Tiffany: Let’s talk about what goes into a kitchen design when we are remodeling a home – materials, layout, and trends you’re seeing. Where do you begin?

Jo: Many times when a client is contacting us, it’s out of dysfunction and frustration with their kitchen. High on their priority list is, how can we make this space work?! Another hot point with them might be that it’s so outdated and dark, how can we brighten it up?! When it comes to dysfunction and cosmetic updates, there are so many different ways to begin. Having a professional designer and contractor come help lay that out can be super helpful. In the long run, this will make the functionality and design work better together and be more cost effective.

Tiffany: As a designer, how do you get a feel for what your clients are looking for?

Jo: One of the values of our remodel process is the home visit – seeing the adjacent spaces, if they have a favorite room or new décor or furniture that they want to introduce into a new space. We often encourage people to look at our website gallery, Pinterest and Houzz before we come out. This way, we can bring materials that they’ve shown interest in so the client can visualize them in their own space.

Tiffany: What are some of the things that you try to help a homeowner think through when they’re choosing kitchen materials?
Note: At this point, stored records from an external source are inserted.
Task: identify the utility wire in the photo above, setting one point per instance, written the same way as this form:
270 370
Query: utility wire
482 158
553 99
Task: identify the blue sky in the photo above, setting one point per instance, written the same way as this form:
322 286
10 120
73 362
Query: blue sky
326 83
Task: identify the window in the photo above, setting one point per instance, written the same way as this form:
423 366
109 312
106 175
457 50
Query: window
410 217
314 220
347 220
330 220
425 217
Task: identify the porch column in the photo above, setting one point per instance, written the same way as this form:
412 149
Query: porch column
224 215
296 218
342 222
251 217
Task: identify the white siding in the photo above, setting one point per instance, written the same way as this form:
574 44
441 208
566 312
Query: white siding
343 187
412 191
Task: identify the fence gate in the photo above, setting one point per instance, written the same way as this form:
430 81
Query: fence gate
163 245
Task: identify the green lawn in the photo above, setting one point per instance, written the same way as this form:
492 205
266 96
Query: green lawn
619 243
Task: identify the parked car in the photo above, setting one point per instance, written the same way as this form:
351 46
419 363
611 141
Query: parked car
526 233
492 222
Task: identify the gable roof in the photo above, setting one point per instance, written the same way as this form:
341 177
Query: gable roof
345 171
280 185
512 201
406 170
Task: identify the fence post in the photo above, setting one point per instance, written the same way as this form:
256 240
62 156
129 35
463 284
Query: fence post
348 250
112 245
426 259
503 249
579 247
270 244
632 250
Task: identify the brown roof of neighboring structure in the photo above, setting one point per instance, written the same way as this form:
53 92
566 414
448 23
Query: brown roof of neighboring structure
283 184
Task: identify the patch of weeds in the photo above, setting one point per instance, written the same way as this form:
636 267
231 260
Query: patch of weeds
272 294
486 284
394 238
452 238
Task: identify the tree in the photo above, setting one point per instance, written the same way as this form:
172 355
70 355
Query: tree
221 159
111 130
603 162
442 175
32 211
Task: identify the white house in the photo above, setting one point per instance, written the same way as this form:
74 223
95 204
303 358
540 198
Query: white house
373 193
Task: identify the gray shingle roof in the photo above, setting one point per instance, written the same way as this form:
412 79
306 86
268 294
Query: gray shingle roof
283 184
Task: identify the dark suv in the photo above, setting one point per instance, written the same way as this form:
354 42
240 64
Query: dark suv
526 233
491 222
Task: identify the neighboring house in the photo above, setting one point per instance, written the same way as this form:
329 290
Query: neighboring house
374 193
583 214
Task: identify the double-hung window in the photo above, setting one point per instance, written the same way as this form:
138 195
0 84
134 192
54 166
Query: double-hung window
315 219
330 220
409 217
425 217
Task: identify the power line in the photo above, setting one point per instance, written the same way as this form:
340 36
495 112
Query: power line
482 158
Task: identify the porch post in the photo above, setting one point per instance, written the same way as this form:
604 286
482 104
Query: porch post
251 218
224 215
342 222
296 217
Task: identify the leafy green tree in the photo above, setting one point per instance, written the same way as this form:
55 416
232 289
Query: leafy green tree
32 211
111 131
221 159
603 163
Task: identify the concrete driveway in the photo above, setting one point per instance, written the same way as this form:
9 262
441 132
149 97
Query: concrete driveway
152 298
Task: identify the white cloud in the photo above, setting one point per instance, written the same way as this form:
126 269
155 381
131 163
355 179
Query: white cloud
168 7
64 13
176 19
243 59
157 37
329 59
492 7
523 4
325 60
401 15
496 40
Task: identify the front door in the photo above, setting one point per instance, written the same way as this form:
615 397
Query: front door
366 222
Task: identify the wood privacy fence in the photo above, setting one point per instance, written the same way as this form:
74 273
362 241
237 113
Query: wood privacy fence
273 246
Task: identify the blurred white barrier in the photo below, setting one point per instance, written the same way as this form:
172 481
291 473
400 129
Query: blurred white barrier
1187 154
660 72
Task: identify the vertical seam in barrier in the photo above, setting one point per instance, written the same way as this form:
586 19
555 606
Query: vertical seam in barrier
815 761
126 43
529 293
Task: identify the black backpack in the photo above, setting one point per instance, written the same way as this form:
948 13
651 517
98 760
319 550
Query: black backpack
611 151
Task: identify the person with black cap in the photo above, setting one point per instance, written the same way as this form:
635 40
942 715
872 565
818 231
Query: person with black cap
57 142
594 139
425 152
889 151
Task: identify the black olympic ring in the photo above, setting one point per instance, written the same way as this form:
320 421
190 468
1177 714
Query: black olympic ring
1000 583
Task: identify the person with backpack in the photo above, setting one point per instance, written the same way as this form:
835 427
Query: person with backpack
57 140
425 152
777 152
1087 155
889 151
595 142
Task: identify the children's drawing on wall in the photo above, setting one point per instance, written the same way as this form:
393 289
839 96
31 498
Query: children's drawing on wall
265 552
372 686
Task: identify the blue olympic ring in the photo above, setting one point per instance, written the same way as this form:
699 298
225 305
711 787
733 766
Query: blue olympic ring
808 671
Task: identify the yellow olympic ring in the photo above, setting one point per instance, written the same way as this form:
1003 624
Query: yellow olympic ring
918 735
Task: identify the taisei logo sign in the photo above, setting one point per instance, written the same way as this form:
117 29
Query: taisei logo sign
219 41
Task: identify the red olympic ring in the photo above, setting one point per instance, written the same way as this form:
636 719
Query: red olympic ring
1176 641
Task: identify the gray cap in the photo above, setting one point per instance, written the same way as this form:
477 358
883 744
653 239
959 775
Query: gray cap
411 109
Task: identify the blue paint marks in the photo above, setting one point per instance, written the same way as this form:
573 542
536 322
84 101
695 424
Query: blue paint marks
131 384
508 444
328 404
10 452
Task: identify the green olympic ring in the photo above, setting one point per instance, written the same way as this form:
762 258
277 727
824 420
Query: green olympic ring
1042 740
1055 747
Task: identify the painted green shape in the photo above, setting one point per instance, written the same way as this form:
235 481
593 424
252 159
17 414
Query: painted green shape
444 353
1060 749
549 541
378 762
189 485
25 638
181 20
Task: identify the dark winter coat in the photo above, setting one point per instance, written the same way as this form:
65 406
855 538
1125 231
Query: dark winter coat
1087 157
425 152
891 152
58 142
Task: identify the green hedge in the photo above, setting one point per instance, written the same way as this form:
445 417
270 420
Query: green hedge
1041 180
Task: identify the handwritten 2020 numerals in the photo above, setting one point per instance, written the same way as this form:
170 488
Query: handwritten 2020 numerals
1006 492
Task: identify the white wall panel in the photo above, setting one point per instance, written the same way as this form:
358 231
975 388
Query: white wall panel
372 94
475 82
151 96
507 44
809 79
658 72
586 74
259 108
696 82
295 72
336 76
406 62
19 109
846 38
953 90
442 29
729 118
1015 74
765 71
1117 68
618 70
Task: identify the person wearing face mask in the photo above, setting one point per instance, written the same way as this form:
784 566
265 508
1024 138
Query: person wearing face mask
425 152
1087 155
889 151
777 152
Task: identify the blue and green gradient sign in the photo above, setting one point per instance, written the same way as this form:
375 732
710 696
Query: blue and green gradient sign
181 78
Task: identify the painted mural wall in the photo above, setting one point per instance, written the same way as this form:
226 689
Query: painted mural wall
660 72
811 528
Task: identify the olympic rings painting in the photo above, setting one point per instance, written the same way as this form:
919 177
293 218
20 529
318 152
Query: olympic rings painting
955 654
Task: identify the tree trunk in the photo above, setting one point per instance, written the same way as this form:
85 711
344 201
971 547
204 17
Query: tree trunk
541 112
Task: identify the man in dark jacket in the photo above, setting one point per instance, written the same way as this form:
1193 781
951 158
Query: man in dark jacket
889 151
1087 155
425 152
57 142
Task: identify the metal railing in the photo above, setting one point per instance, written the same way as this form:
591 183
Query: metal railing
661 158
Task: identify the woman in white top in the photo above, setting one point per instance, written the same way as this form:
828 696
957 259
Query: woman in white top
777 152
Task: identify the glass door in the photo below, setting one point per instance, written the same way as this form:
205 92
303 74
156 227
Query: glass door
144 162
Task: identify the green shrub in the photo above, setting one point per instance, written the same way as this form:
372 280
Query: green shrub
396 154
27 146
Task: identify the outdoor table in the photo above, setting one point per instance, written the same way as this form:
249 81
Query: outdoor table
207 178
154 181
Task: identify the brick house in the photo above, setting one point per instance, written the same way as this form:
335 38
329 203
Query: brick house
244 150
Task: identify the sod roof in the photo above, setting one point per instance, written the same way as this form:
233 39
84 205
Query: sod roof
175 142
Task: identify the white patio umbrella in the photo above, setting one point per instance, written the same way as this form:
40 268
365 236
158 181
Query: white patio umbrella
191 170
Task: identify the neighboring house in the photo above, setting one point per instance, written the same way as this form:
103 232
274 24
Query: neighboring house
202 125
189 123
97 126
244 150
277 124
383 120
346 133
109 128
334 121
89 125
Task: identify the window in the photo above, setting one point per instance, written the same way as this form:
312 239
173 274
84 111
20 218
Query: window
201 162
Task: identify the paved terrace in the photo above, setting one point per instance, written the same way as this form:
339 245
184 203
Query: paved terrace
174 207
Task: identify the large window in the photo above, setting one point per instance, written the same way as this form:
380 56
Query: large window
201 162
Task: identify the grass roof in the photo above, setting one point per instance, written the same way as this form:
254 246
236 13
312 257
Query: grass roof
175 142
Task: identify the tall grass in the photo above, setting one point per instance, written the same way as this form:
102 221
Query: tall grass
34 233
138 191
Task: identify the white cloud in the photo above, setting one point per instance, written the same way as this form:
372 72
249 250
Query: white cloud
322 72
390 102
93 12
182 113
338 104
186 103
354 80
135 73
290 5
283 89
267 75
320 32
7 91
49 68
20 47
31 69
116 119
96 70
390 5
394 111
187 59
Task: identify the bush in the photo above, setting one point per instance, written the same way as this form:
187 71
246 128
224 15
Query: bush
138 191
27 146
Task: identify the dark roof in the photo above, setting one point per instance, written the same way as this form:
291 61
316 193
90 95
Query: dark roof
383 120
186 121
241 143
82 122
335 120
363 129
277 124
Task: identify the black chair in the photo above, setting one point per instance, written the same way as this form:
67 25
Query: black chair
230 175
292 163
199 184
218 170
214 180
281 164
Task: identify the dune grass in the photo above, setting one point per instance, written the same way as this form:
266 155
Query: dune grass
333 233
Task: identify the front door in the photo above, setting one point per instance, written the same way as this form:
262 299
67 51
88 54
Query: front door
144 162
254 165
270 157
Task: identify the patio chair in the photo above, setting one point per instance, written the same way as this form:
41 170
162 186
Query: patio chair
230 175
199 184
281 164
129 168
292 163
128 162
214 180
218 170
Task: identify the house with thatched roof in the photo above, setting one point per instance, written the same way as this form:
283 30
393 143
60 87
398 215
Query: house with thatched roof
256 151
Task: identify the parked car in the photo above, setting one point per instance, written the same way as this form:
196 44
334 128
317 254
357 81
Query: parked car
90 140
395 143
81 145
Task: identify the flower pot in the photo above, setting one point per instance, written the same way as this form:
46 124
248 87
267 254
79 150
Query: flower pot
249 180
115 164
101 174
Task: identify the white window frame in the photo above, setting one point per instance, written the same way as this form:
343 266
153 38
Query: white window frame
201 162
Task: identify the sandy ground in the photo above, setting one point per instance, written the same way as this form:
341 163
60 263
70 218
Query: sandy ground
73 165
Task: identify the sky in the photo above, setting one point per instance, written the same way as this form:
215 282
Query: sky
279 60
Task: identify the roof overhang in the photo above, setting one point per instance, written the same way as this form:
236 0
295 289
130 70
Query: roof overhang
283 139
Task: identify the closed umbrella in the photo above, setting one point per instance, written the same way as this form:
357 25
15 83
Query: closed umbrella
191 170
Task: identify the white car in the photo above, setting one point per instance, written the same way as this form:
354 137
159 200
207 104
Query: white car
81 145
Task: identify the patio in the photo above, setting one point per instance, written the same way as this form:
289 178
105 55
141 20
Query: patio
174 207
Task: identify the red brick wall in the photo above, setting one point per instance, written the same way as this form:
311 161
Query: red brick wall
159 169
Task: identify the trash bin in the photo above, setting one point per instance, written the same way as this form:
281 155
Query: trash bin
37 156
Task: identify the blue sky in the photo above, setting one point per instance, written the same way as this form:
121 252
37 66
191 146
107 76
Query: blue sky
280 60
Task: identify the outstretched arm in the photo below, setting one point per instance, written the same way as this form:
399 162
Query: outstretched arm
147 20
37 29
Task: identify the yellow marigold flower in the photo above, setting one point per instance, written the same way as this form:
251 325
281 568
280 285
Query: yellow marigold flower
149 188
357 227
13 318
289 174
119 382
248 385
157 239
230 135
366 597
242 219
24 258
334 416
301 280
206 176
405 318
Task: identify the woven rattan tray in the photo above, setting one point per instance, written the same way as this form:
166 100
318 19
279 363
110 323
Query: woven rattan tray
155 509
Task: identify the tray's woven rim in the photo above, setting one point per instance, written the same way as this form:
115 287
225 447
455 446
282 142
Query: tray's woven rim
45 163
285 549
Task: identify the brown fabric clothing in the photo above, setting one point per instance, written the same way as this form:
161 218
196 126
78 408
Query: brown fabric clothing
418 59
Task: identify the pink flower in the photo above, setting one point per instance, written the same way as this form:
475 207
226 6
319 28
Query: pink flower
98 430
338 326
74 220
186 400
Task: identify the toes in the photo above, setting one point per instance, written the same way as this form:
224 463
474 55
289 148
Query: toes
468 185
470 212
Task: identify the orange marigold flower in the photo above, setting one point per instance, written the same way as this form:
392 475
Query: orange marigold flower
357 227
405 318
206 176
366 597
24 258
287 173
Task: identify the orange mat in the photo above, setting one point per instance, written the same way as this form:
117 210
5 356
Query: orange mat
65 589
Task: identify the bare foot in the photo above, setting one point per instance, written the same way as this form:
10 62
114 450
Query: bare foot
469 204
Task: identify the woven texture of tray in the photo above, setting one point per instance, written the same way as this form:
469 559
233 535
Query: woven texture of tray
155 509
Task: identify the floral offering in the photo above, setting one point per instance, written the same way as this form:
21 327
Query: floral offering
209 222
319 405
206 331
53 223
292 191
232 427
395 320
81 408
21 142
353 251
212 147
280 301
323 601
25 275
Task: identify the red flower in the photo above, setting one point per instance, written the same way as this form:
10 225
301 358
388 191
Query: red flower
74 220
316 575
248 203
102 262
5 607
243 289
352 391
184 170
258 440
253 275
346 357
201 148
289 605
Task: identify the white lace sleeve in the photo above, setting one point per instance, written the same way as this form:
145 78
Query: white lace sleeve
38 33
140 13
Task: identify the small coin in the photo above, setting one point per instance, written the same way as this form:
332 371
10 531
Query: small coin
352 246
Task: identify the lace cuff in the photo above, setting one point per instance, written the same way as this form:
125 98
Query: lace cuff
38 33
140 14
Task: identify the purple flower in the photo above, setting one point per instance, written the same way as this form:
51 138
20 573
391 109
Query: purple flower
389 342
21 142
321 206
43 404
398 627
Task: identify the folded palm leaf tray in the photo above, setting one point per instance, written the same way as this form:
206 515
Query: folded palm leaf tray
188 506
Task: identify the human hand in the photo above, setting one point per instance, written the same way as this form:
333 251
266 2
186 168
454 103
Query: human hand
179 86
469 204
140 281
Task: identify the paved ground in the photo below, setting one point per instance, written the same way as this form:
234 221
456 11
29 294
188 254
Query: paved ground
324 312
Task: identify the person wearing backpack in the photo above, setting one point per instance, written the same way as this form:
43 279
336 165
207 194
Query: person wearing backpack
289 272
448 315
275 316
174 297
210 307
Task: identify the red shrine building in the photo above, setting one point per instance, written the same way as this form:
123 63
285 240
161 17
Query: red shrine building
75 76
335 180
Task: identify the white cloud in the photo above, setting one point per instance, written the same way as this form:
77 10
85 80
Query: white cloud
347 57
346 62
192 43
Jo: We’ve talked before about life stages. Myself, I’ve got young children at home. A marble countertop in the kitchen is absolutely not going to work for us. We spill juice, spaghetti sauce, wine and all of those things can really tear up the marble. So, right now, my lifestyle is probably a better fit for a quartz or a granite product. They’re just more durable and have less opportunity for staining and scratching. These basic concepts really apply to cabinets, hardware, flooring and finishes.

Tiffany: What are some of the features that DFW Improved values in a kitchen layout?

Jo: We talked a little bit in the beginning about functionality. Oftentimes, clients may see a layout or feature at someone else’s house that they just love, but that doesn’t always work in their space. Talking through functionality is key – how will they use the space, how many people live in their home, and what features are most important to their family. This really determines how useful a layout will be in their home.

Tiffany: What are a few kitchen features that everyone is asking for?

Jo: The trash pull-out seems to be on everybody’s wish list! They want to find a home for the trash can. Tucking it away simplifies the look of the kitchen, without being distracting.

Another request we’re seeing is pull-out drawers, adjustable shelves, and pot drawers. These features allow for a lot of storage and easy accessibility.

Tiffany: Can you tell us about a kitchen that DFWI has done recently? What is it that you love about it?

Jo: So, we’re currently working with a couple that is engaged to be married. In their new home, the layout was fantastic but needed some cosmetic updates. We have updated the color scheme throughout the entire house while focusing the most effort on the kitchen. New state-of-the-art appliances, plank flooring and relocation of the island to make the workflow better. It has been really incredible to see the finished product.

In summary, when planning your kitchen layout, think about functionality and efficiency. No matter what size or shape kitchen you design, it’s essential to create a kitchen that makes life easier and more efficient.